Music Director's Nightmare
Friday, August 29, 2008 at 07:00AM One Wednesday night rehearsal, right after I started being a paid music director (back in the 1900’s), there was a song that needed a trumpet solo. Well, actually, almost nothing needs a trumpet solo, but that’s a different story. But there was a trumpet solo on the CD, so clearly something needed to be played there. I turned to Lisa on the keyboard and said, "Lisa, use a trumpet sound for that part."
"But there's nothing written - just an eight measure rest. What do I play?"
“Just make something up," I said.
She just stared.
I said, “It’s just a fanfare, you know? It's a C chord for the whole eight bars. Use the notes of a C chord – C,E,G – and just sort of play them in rhythm. It’ll sound fine.” I showed her what I meant.
She just stared. First one to speak always loses. I spoke.
“Or…I...could write the part out for you before Sunday.”
“Well,” she said, “That IS what we’re paying you for, isn’t it?”
Shortly after that, I had this dream. I swear - just like I’m about to describe it:
I was in an operating room. The room had no borders or features, just a stainless steel operating table, a patient, and some nurses and interns. Dressed in surgical garb and wearing a mask, I apparently was a great surgeon - or at least they were expecting me to be one (you’re picking up on the reason I dreamed this, right?). The nurses looked at me with a mixture of admiration and awe that bordered on turning physical. One nurse in particular, anyway, and she appeared to be assigned as my assistant for the surgery. I couldn’t see her face behind the mask, but those eyes…

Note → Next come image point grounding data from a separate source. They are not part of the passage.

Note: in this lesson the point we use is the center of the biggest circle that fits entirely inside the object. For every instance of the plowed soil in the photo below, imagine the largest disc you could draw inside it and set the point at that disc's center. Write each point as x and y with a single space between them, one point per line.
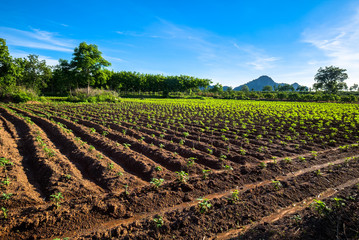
103 161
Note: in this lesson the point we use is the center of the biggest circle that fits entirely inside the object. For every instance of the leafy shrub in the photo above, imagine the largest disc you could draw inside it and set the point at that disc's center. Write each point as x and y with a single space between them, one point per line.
18 94
93 95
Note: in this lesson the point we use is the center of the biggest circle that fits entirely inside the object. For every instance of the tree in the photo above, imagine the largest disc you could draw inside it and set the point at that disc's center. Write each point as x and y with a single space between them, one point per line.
285 87
245 88
62 78
330 79
302 89
218 88
35 73
8 69
88 63
267 88
354 87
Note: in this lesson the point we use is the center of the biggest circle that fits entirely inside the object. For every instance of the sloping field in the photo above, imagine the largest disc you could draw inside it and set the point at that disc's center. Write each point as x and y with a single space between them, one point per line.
179 169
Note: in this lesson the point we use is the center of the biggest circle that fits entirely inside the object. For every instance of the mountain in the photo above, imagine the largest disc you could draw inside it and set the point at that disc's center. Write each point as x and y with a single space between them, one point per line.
259 83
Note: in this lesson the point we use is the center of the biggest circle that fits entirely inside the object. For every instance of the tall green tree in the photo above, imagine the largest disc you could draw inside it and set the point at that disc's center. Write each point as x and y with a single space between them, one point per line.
267 88
8 69
35 73
330 79
245 88
88 62
62 80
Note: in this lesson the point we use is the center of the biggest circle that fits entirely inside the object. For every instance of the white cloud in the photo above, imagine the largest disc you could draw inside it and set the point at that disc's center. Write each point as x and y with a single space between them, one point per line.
339 44
36 39
262 63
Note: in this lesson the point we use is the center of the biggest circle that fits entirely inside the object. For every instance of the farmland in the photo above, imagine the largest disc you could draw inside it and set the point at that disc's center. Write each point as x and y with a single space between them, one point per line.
181 169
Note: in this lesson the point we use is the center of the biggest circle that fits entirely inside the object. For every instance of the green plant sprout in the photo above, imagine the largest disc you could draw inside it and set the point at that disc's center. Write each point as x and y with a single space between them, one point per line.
4 212
57 198
157 182
321 208
235 195
158 221
228 167
126 189
6 196
110 166
6 182
206 173
203 205
277 184
4 162
182 176
158 168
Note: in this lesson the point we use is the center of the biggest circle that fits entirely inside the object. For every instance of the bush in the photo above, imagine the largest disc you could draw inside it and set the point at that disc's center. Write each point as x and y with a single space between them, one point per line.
18 94
94 95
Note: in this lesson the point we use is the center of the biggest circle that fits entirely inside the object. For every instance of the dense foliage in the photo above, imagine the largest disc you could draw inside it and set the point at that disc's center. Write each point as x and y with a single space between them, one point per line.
22 79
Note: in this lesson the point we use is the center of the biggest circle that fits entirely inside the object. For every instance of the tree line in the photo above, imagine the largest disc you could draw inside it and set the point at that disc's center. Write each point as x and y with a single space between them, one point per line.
86 69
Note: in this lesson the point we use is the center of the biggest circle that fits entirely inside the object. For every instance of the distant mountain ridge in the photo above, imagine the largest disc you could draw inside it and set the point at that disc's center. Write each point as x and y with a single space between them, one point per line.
259 83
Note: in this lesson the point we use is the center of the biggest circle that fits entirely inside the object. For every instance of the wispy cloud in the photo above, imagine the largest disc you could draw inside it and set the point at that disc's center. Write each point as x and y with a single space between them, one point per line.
37 39
339 43
114 58
212 49
262 63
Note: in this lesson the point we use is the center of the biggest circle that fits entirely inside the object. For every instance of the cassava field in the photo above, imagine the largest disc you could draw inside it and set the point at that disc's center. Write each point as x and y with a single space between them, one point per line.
179 169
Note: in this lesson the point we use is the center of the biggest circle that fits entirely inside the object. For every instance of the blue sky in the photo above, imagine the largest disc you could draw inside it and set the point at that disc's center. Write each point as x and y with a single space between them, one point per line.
230 42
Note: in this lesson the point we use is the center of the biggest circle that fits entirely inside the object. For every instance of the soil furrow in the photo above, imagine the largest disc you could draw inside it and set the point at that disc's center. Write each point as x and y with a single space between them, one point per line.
260 202
90 168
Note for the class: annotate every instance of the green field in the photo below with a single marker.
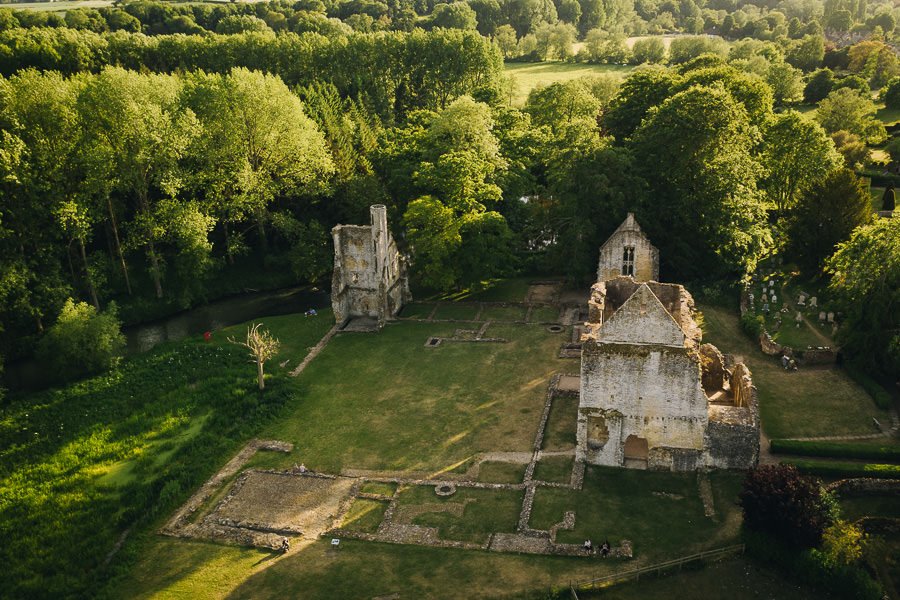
(527, 76)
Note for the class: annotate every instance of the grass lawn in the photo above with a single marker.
(81, 464)
(364, 515)
(527, 76)
(503, 313)
(460, 312)
(417, 310)
(385, 401)
(806, 403)
(661, 513)
(469, 515)
(501, 472)
(559, 433)
(555, 469)
(735, 579)
(543, 314)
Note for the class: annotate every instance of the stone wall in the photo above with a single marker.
(369, 278)
(646, 256)
(732, 437)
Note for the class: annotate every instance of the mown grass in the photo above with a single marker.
(555, 469)
(735, 579)
(377, 487)
(527, 76)
(559, 433)
(81, 464)
(364, 515)
(386, 402)
(462, 312)
(661, 513)
(483, 511)
(804, 403)
(501, 472)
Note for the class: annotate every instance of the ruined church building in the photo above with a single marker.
(652, 396)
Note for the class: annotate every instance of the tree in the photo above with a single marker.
(865, 281)
(819, 86)
(455, 15)
(505, 39)
(786, 83)
(796, 153)
(258, 143)
(848, 110)
(826, 215)
(778, 500)
(852, 148)
(642, 90)
(808, 53)
(83, 341)
(705, 211)
(648, 50)
(262, 346)
(891, 94)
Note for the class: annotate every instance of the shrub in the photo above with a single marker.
(752, 325)
(835, 450)
(82, 341)
(779, 500)
(846, 470)
(810, 567)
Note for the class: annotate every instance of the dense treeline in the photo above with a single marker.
(395, 72)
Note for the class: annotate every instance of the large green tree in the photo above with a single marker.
(865, 279)
(705, 211)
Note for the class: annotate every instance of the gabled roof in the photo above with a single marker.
(642, 319)
(630, 224)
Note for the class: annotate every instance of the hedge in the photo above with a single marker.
(846, 469)
(881, 396)
(836, 450)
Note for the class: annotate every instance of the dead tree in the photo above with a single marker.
(262, 346)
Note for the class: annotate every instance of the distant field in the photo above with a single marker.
(527, 76)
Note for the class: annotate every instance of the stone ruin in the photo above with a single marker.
(652, 395)
(370, 280)
(628, 252)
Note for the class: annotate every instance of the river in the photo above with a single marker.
(27, 374)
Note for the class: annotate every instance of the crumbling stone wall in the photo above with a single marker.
(642, 383)
(612, 254)
(370, 278)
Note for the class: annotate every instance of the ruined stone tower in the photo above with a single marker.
(369, 280)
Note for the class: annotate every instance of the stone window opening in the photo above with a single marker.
(628, 260)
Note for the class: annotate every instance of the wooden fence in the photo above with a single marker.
(635, 574)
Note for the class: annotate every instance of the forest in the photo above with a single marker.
(158, 155)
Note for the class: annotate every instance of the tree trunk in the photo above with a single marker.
(87, 275)
(112, 216)
(259, 373)
(261, 224)
(154, 268)
(228, 243)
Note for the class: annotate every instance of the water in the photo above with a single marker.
(28, 375)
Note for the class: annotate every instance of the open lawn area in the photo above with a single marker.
(385, 401)
(82, 463)
(527, 76)
(805, 403)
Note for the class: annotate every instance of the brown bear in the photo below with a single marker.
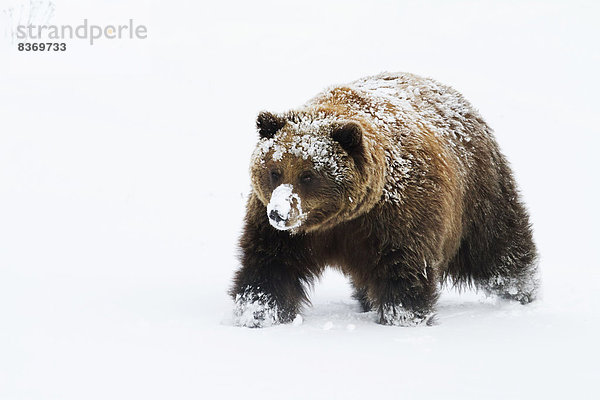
(397, 181)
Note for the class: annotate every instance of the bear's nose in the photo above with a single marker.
(275, 216)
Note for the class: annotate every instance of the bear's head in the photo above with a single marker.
(310, 170)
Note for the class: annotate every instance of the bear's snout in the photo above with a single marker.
(284, 210)
(276, 217)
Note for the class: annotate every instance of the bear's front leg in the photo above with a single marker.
(269, 288)
(405, 291)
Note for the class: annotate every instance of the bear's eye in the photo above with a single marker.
(275, 176)
(307, 177)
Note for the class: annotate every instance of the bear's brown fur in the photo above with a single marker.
(397, 181)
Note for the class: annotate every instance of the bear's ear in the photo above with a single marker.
(348, 135)
(268, 124)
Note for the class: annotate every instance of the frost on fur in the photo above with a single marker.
(397, 315)
(523, 289)
(254, 310)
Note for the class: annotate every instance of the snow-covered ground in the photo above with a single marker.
(124, 171)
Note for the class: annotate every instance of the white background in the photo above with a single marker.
(124, 172)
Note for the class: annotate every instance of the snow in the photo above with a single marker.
(123, 181)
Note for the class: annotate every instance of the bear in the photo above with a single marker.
(395, 180)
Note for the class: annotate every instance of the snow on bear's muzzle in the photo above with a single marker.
(284, 209)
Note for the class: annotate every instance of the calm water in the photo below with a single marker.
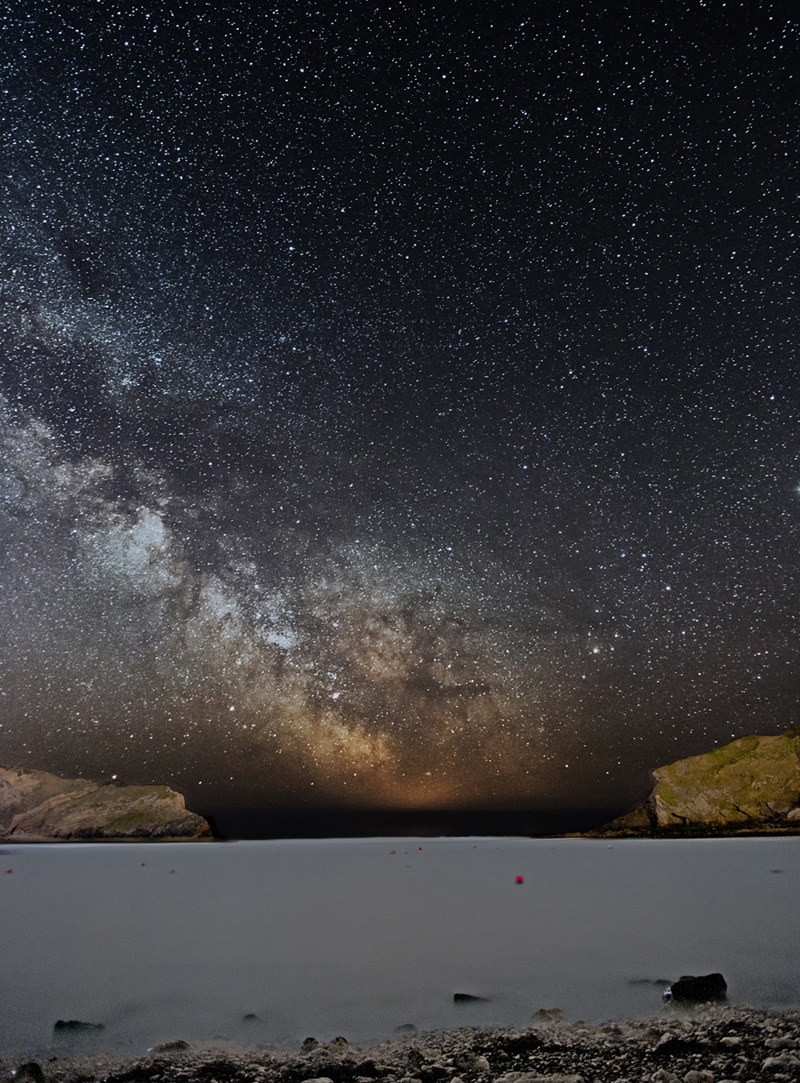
(341, 936)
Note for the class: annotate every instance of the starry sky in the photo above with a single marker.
(400, 402)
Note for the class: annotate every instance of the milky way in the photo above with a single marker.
(400, 407)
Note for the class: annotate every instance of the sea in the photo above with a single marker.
(252, 942)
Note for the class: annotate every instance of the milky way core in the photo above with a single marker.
(398, 408)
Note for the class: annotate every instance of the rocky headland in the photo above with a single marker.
(37, 807)
(748, 786)
(717, 1044)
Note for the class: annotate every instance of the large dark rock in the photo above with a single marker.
(36, 806)
(750, 783)
(702, 989)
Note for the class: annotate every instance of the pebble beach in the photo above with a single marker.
(706, 1045)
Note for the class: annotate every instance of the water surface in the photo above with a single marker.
(343, 936)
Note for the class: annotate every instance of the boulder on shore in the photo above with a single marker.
(37, 806)
(751, 782)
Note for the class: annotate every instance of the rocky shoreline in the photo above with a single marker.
(704, 1045)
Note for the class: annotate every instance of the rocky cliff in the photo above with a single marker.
(750, 784)
(36, 806)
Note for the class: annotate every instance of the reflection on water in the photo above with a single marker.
(276, 940)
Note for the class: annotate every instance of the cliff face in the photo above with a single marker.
(36, 806)
(748, 783)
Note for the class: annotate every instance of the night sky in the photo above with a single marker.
(401, 402)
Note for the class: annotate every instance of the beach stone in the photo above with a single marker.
(700, 989)
(75, 1027)
(548, 1015)
(781, 1061)
(538, 1078)
(30, 1070)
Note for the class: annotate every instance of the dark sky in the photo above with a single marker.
(400, 401)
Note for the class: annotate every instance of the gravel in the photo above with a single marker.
(710, 1045)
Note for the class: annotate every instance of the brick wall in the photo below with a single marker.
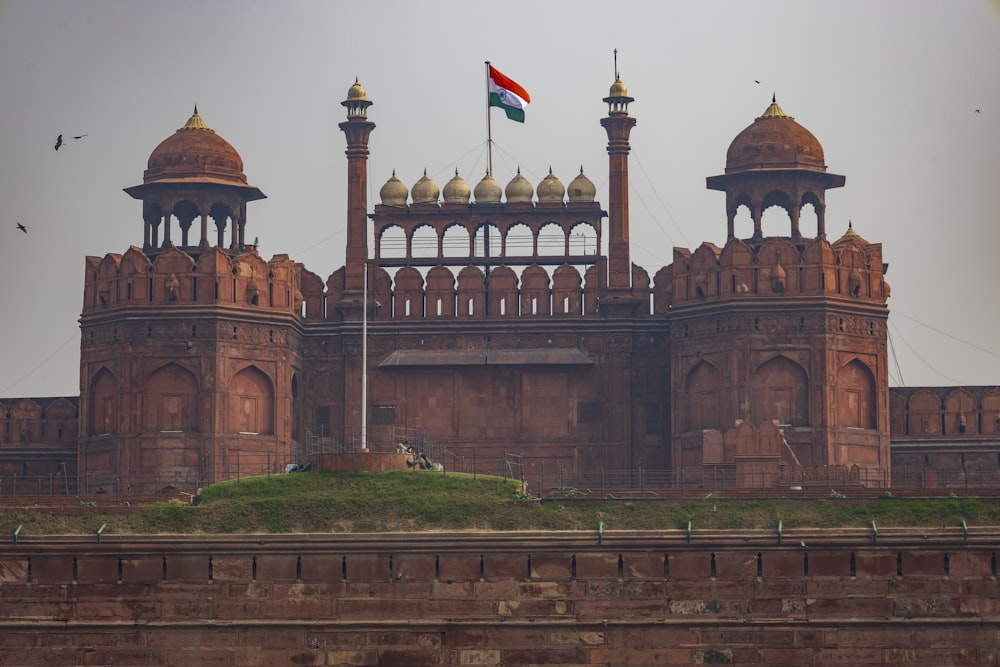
(623, 598)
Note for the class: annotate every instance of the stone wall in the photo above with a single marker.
(863, 598)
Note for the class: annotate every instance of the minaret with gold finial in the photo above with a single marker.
(357, 128)
(618, 125)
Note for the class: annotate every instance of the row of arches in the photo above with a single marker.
(778, 389)
(170, 402)
(958, 413)
(518, 239)
(214, 276)
(165, 216)
(27, 421)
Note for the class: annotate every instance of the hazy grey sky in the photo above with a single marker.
(890, 89)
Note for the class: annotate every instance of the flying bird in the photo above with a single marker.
(60, 143)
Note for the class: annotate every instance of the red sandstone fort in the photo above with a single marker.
(494, 322)
(482, 327)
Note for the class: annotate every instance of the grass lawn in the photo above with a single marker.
(319, 502)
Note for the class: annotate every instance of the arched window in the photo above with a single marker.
(779, 390)
(251, 401)
(171, 400)
(856, 404)
(704, 391)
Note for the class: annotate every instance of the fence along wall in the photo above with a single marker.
(606, 598)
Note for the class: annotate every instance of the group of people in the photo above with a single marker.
(416, 460)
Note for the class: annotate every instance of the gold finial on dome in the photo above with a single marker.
(195, 122)
(394, 192)
(550, 189)
(487, 191)
(773, 110)
(425, 191)
(357, 102)
(519, 189)
(356, 91)
(456, 191)
(581, 188)
(618, 99)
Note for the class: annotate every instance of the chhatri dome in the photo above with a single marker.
(550, 189)
(774, 141)
(519, 189)
(581, 188)
(394, 192)
(487, 191)
(425, 191)
(456, 191)
(195, 153)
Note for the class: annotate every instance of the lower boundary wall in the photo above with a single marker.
(606, 598)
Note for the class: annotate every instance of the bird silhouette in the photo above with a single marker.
(60, 143)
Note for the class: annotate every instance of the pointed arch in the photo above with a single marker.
(856, 400)
(103, 417)
(703, 388)
(960, 412)
(924, 414)
(779, 389)
(170, 400)
(251, 403)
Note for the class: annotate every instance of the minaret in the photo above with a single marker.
(618, 125)
(357, 127)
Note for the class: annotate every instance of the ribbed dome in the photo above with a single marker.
(618, 89)
(487, 191)
(774, 141)
(195, 153)
(581, 188)
(394, 192)
(519, 189)
(356, 91)
(425, 191)
(456, 191)
(851, 236)
(550, 189)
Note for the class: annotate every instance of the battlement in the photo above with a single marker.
(214, 277)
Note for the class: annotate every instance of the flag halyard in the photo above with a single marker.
(507, 94)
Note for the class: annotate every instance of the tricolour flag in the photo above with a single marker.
(508, 95)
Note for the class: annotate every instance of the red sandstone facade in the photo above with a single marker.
(495, 320)
(626, 598)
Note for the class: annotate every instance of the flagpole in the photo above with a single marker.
(489, 127)
(489, 172)
(364, 365)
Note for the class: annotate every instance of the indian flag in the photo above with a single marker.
(508, 95)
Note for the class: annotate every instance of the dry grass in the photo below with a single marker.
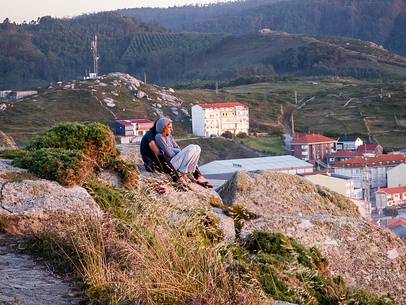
(147, 260)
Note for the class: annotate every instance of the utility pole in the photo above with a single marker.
(366, 185)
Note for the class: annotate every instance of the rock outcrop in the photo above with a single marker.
(31, 201)
(7, 142)
(367, 256)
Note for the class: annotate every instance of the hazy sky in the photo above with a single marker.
(20, 10)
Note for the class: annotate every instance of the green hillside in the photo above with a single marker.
(35, 54)
(374, 110)
(378, 21)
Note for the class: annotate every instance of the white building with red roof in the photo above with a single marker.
(312, 147)
(215, 119)
(395, 196)
(131, 131)
(374, 169)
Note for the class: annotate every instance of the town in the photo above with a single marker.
(348, 165)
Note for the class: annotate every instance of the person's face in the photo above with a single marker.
(168, 130)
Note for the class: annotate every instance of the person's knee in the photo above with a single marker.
(196, 148)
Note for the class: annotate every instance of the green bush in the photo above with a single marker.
(227, 135)
(70, 153)
(290, 272)
(68, 167)
(13, 154)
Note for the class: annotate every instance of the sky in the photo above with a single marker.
(20, 10)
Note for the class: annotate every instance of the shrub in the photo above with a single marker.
(242, 135)
(13, 154)
(68, 167)
(227, 134)
(70, 153)
(95, 140)
(390, 211)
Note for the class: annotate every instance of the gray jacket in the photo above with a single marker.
(167, 145)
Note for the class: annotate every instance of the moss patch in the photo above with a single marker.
(289, 272)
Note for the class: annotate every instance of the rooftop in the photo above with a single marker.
(135, 121)
(348, 138)
(221, 105)
(381, 160)
(346, 153)
(254, 164)
(314, 138)
(367, 147)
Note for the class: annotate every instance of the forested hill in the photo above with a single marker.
(58, 49)
(51, 50)
(380, 21)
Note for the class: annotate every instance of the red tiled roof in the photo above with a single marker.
(381, 160)
(135, 121)
(315, 138)
(393, 190)
(346, 153)
(221, 105)
(367, 147)
(397, 223)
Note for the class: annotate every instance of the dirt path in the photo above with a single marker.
(26, 282)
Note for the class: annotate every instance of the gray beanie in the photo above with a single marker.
(162, 123)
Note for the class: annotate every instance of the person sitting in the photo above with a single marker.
(154, 159)
(183, 160)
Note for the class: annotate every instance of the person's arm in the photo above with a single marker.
(154, 148)
(175, 145)
(164, 146)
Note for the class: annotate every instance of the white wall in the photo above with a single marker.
(397, 176)
(198, 121)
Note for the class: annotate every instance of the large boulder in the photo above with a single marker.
(28, 202)
(194, 204)
(366, 255)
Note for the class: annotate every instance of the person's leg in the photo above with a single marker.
(168, 167)
(186, 160)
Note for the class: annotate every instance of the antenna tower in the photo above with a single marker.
(95, 53)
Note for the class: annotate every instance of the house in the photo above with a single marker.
(131, 131)
(215, 119)
(342, 155)
(373, 149)
(337, 183)
(17, 95)
(371, 169)
(313, 147)
(399, 227)
(349, 142)
(5, 94)
(218, 172)
(397, 176)
(395, 196)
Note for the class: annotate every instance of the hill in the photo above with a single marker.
(264, 237)
(49, 50)
(374, 110)
(52, 49)
(378, 21)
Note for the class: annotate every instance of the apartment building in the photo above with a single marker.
(215, 119)
(313, 147)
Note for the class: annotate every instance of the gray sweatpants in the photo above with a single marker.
(186, 160)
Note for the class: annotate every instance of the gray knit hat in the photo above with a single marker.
(162, 123)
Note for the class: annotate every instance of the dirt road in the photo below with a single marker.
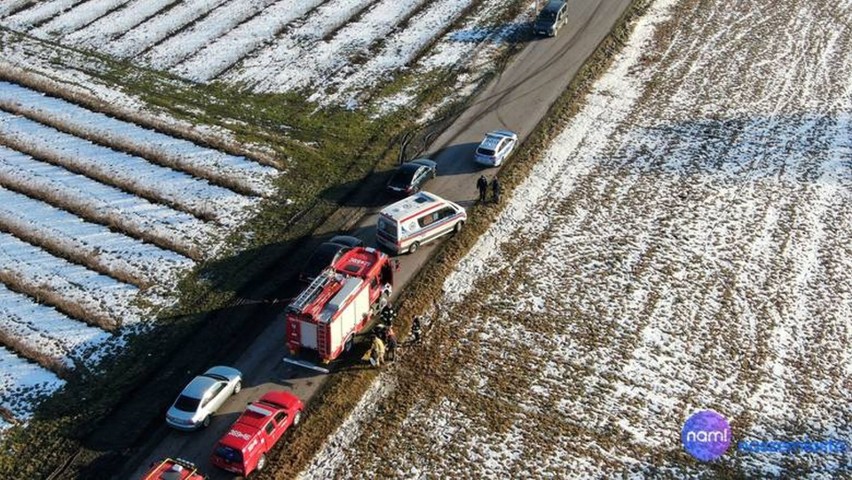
(517, 100)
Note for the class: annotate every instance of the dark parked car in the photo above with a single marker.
(326, 253)
(411, 176)
(551, 17)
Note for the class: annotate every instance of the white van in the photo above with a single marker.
(417, 220)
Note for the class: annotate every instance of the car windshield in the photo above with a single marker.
(230, 455)
(403, 177)
(387, 227)
(322, 257)
(187, 404)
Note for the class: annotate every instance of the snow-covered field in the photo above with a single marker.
(335, 49)
(684, 244)
(98, 220)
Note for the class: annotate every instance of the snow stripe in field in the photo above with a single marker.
(9, 6)
(38, 13)
(293, 44)
(98, 299)
(204, 162)
(239, 42)
(177, 48)
(132, 173)
(397, 51)
(119, 255)
(21, 382)
(457, 45)
(159, 27)
(45, 330)
(117, 23)
(76, 18)
(328, 57)
(107, 205)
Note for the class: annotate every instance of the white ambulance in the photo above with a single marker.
(414, 221)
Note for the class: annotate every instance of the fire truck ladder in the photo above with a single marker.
(311, 292)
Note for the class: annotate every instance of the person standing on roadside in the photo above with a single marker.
(495, 189)
(391, 344)
(416, 329)
(482, 185)
(377, 352)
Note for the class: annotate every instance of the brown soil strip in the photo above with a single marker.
(43, 294)
(152, 154)
(148, 193)
(112, 219)
(183, 131)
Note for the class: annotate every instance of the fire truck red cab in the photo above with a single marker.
(243, 449)
(326, 316)
(173, 469)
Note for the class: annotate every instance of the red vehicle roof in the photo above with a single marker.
(255, 417)
(360, 262)
(170, 469)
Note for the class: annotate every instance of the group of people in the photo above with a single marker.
(385, 342)
(482, 186)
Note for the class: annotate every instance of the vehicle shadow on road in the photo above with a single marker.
(364, 192)
(456, 160)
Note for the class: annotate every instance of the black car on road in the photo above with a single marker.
(326, 253)
(410, 177)
(551, 17)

Anyway, I had NO idea what I was doing. They were clearly expecting some kind of stunning performance, all waiting for me to begin, and I was sweating like a Baptist at a burlesque show. I wasn't a surgeon, I didn't know what I was doing, and I shouldn't even be there. I couldn’t cut into a person! It would be…it would be murder, most likely.
Turning back was not an option, but I needed to buy time. To the nurse with the eyes I said, “Miss…would you like to make the incision?” She drew a sharp breath. “Me? Really?”
“You, really. “
“Oh, DOCTOR!”
She made in incision in the patient from neck to groin, and for the first time I looked at the patient’s face. It was Lisa from church. And she was awake. She said, “You’d better not screw this up.”
I looked into the incision, and her entire torso was filled with what looked like three bean salad. Hundreds, maybe thousands of little parts. I called for a large stainless bowl and a big serving spoon, thinking that maybe if I took all the parts out and then put them back in, she’d be cured. How I'd get them back in the right order, I had no idea. I was making it up as I went along.
After I got all the three-bean-salad parts into the bowl, I told Lisa to get up and sit on a chair. She did, but she slouched - and the incision bloused open like a shirt buttoned only at the top and bottom. No blood, all very neat and clean. I said, “Lisa! Sit up straight! Keep the incision closed!”
And then I woke up, ate breakfast, went to work, and wrote eight bars of imitation trumpet diddling so Lisa wouldn’t be mad at me.